When visitors approach the building from the road, they get intrigued by the monolithic structure, which shows no signs, doors or windows and almost blends in with the volcanic landscape. They see light coming from the lantern-like openwork of the tower: natural daylight and warm glow during the dark hours. Only when they park or get to the bottom of the hiking trail, the building unfurls. The main entrance is located on the other side, at the rise of a long-span arch.

The building, comprised of a tower and two wings, is constructed using reinforced concrete walls and an arch, which are rigidly connected by reinforced concrete beams. The walls of the tower form a more lightweight structure: glass surfaces are attached to metal poles, which are interconnected by metal cables. Energy-efficient glass systems, thick wall insulation and green roofs minimize heat loss while natural daylighting and energy-saving lights reduce energy use. The turf slopes feature systems for greywater collection.

The façades are clad in charred timber, a nod to the volcanic activity, which helps protect the exterior from the elements and increase its durability. The perforated tower façade, with an inner envelope of energy-efficient glazing, draws inspiration from the patterns found in traditional Icelandic costumes. The curved glass façade provides sweeping views of the valley and ample access to daylight.

Almost all rooms are located on the first floor: a 200-seat coffee shop, a visitor center, an exhibition area, a shop, an office, a kitchen, bathrooms, utility rooms and storage space. The height of the building allows for an interior balcony above the kitchen. An integral part of the interior is the staircase which leads through the exhibition space in the tower all the way up to the rooftop viewing platform. The flow in the building, both inside and outside, is continuous, effortless and full of visual surprises.

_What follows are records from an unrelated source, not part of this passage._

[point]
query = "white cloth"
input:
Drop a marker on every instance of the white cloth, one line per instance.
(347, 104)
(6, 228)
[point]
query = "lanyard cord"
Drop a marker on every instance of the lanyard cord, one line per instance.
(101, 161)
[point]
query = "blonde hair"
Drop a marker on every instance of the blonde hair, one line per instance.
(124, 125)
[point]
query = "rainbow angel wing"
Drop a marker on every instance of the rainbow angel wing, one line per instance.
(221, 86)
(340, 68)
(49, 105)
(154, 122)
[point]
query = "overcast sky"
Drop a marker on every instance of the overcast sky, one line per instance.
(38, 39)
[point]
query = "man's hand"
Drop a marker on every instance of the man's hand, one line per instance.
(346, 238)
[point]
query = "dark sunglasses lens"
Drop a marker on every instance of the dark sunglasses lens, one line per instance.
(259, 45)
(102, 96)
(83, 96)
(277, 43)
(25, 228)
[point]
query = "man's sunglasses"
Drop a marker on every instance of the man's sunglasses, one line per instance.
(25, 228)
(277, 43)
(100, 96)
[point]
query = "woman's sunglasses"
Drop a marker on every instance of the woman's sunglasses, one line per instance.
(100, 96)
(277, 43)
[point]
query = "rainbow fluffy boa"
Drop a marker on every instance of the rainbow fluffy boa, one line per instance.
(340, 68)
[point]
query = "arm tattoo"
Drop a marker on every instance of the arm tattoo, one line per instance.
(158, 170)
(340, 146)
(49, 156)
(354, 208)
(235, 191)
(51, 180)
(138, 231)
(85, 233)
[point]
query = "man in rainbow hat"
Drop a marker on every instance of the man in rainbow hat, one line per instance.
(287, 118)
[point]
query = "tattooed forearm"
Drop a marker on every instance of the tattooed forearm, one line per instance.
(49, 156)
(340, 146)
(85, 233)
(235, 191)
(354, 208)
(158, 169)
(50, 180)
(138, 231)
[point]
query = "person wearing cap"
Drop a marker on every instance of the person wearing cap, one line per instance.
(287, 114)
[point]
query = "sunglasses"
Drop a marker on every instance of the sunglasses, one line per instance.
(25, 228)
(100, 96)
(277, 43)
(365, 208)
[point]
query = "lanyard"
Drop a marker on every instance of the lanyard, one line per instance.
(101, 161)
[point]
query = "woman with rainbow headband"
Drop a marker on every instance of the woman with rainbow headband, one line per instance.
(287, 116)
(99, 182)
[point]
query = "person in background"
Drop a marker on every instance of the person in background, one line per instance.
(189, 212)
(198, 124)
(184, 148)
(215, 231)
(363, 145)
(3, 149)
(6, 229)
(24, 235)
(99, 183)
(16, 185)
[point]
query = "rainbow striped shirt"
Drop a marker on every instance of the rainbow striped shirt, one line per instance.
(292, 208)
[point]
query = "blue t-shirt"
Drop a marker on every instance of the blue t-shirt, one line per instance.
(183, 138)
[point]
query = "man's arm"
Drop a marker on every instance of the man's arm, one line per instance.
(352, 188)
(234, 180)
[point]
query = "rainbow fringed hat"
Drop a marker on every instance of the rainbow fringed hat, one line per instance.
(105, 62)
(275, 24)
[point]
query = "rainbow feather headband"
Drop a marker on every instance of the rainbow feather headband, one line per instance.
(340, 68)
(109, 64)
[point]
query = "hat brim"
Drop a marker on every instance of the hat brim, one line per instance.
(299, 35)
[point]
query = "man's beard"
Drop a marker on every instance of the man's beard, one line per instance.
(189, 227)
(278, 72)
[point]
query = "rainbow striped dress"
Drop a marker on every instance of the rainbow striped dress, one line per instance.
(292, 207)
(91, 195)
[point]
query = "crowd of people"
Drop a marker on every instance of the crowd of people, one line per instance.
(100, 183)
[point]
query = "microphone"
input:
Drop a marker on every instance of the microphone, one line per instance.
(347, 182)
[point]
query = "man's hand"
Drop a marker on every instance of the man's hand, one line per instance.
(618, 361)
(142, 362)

In the warmer months the turf slopes boast the color green against the monochrome volcanic landscape. Their south-facing cube-like seats, along with the viewing platform on the top of the tower, allow visitors to take in more elevated views and engage with the land. The welcoming spaces throughout the building become a year-round meeting spot, a destination in its own right and a new addition to the Icelandic coffee culture.